B.ka bastınız, ortalığı kirletmeyin
Yaşadığınız yerde, üyesi bulunduğunuz sivil toplum kuruluşunda yanlış yapılan işler var.
Ya da yapılamayan işler.
Sözüm ona bunlar sizin canınızı sıkıyor.
Sözüm ona rahatsız oluyorsunuz.
İlk yapılması gereken; aynı bünyede benzer rahatsızlıkları duyan başkalarının olup olmadığına bakmaktır.
Sorunun, doğru anlaşılması için bu kaçınılmazdır.
Bu aşamadan sonra, anladınız ki rahatsız olan sadece siz değilsiniz.
Bu tür durumlarda, sorunu ilk dillendiren olduğunuz için ilk adım sizden beklenir.
Atılacak adım nedir?
Sizin gibi düşünen insanlarla bir araya gelir ve nelerin eksik yapıldığını, nelerin yapılamadığını tespit edersiniz.
Sonrasında ise yapılacaklar listesi hazırlarsınız.
Rahatsızlık veren alandaki muhataplarınızın karşına çıkar ve bunları anlatırsınız.
Elinizi taşın altına koyar ve göreve talip olursunuz.
Anlattıklarınız, anlaşıldığında ise verdiğiniz taahhütler doğrultusunda çalışır ve herkesin farkı, fark etmesinin sağlarsınız.
Bu anlattığım işin doğal şekli.
Aynı konuda, doğal olmayan bir yöntem daha vardır.
Omurgasızlar, korkaklar ve riyakârlar için.
Bunlar samimi değildir.
Bunların samimiyetsizlikleri, bazen hemen bazen ise geç anlaşılır.
Bunlar da tıpkı doğal olanların gerekçeleriyle ortaya çıkarlar.
Benzer tespitler yapar, benzer çözümler önerirler.
Tek farkları,
Onlar ya hastadır, ya makam mevkide gözleri yoktur!
Makam mevki derdinde değildirler ama dışarıdan yönetmeyi severler.
‘Onun arkasında şu var’ şeklinde kendilerinin gösterilmesinden mutlu olurlar.
Bu ikinci türler, kendileri değil ama kendilerini temsil edecek vasıfsızları işaret ederler.
Başarırlarsa, sorumluluk almadan yetki kullanmaya çalışırlar.
Bir terslik olur da kendi desteklediklerine meram anlatamaz hale gelirlerse eğer,
‘Bu iş bunlarla olmaz’ demekten çekinmezler.
‘Ne değişti de siz bugün bu noktaya geldiniz?’ Soruları cevapsız kalır.

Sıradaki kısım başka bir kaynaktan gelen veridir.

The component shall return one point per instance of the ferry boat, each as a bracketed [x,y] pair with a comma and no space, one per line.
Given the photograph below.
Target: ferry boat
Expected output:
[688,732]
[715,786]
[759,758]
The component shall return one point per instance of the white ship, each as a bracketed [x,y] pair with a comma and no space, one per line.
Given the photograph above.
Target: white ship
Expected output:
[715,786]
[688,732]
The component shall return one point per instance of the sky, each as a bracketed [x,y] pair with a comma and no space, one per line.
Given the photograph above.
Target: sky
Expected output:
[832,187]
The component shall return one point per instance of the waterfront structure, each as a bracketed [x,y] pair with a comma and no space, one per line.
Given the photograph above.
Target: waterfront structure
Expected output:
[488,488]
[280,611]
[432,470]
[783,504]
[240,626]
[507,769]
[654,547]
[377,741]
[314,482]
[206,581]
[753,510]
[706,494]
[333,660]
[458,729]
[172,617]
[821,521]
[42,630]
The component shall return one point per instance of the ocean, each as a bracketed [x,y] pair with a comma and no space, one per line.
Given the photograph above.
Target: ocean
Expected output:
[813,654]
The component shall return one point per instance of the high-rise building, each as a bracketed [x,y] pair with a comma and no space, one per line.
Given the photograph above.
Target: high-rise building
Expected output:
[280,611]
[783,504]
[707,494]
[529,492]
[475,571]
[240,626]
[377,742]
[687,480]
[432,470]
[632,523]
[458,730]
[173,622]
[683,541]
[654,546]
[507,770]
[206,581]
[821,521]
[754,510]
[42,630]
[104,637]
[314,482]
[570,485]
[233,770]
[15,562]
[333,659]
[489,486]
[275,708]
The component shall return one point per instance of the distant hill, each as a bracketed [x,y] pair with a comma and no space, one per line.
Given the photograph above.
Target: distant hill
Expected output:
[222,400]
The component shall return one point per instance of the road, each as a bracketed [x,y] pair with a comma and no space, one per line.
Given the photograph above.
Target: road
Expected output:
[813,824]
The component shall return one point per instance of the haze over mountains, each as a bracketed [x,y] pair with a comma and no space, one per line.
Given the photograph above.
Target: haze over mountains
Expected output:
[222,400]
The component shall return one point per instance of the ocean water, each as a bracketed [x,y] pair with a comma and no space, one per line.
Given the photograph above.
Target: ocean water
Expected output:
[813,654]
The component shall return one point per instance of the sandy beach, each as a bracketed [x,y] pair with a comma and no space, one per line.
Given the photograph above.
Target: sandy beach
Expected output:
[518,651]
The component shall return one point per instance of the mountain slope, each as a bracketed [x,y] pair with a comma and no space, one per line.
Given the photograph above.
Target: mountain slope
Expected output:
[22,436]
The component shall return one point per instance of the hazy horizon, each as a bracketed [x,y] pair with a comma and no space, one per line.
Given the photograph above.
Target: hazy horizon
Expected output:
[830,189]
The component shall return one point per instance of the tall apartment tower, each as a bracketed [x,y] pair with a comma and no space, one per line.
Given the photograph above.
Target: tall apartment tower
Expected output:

‘Bizim egolarımıza hizmet etmiyorlar’ diyemezler.
Ne derler?
“Biz bunların bu kadar beceriksiz olduğunu bilmiyorduk” derler.
Onlar der, demesine de bu nu kim yer, onu düşünmezler.
Samimiyetsiz oldukları için de sorun, büyümüş olmasına rağmen etkilenmezler.
“Ben boyumun ölçüsünü aldım” diyerek işin içinden sıyrılırlar.
Bunu derken bile çok çaba sarf etmiş insan edaları takınırlar.
B.ka basanların kendileri olduğunu bile bile,
Ayaklarındaki pisliği gittikleri yere götürmekten çekinmezler.
Yapmaları gereken, ayakkabılarını yıkayıp, çevreye zarar vermeden çekip gitmektir.
Benim tavsiyem;
Ortalığı kirletmeyin.
Toplumsal hafızayı yok saymayın.
Kendiniz dışındaki herkesi aptal zannetmeyin.
Öngörüsüz oluşunuzun, samimiyetsizliğinizin ve her şeyden önce beceriksizliğiniz ile tembelliğinizin belgelendiğini kabul edin.